Turning to testimony of Mr. Haug, Ms Nervik said he had acknowledged possessing letters between Ms Godenzi and her lawyers, stating she wanted a divorce and that, unbeknown to her, he had hard-wired a tracking device into the steering column of her car, ensuring he had full records of her movements.

“Asked if he could remotely access her computer, shadowing or monitoring her, he refused to answer, saying, ‘I may incriminate myself.’ He said it was his computer,” Ms Nervik said.

The coroner summarized the evidence regarding Ms Godenzi personally, saying “she was a good and loving mother. She had friends and liked to keep company with local people. She was going through a very contentious and very acrimonious divorce and felt overwhelmed at times.”

However, doctors had said she was recovering, Ms Nervik continued. She had booked a holiday for April 5 to 12 with friends and family in Hawaii and Australia, where she was from, “and was looking ahead, beyond the divorce, and had spoken about renewing her [ophthalmology] practice in Australia.”

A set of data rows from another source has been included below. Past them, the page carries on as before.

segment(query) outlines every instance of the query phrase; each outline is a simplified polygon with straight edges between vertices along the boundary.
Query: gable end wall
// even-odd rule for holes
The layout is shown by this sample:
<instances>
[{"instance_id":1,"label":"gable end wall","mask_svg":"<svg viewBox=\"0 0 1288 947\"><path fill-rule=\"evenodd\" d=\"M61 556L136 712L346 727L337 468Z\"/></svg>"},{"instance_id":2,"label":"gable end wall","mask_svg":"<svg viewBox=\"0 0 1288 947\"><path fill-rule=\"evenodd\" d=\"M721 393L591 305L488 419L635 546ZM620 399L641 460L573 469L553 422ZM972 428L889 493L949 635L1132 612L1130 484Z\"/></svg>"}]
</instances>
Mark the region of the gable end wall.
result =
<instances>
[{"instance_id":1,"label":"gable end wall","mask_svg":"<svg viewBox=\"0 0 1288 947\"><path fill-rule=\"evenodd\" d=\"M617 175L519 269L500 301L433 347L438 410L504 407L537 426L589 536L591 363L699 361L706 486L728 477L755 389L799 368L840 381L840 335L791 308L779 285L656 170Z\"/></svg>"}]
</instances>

Ms Nervik posed a series of queries before giving the case to the seven-member jury, admonishing them to ponder the answers.

“I cannot leave without voicing some grave concerns,” she said. “Where is the missing laptop? Why were there discrepancies in the tracking device?” she said, referring to unexplained, missing minutes and several movements of Ms Godenzi’s car. “Why was there no evidence of fingerprints in the apartment? Two other people had keys to her apartment, Mr. Haug and [her boyfriend].”

Mr. Haug’s counsel, Colin McKie, also a Maples and Calder partner, sharply objected to Ms Nervik’s summary, fearing it prejudiced his client.

“In light of the directions you gave to the jury,” he said, “I ask you to dismiss the jury so I may address you in private.”

Responding instantly, she firmly denied the request: “No. This is not a trial. We are exploring evidence.”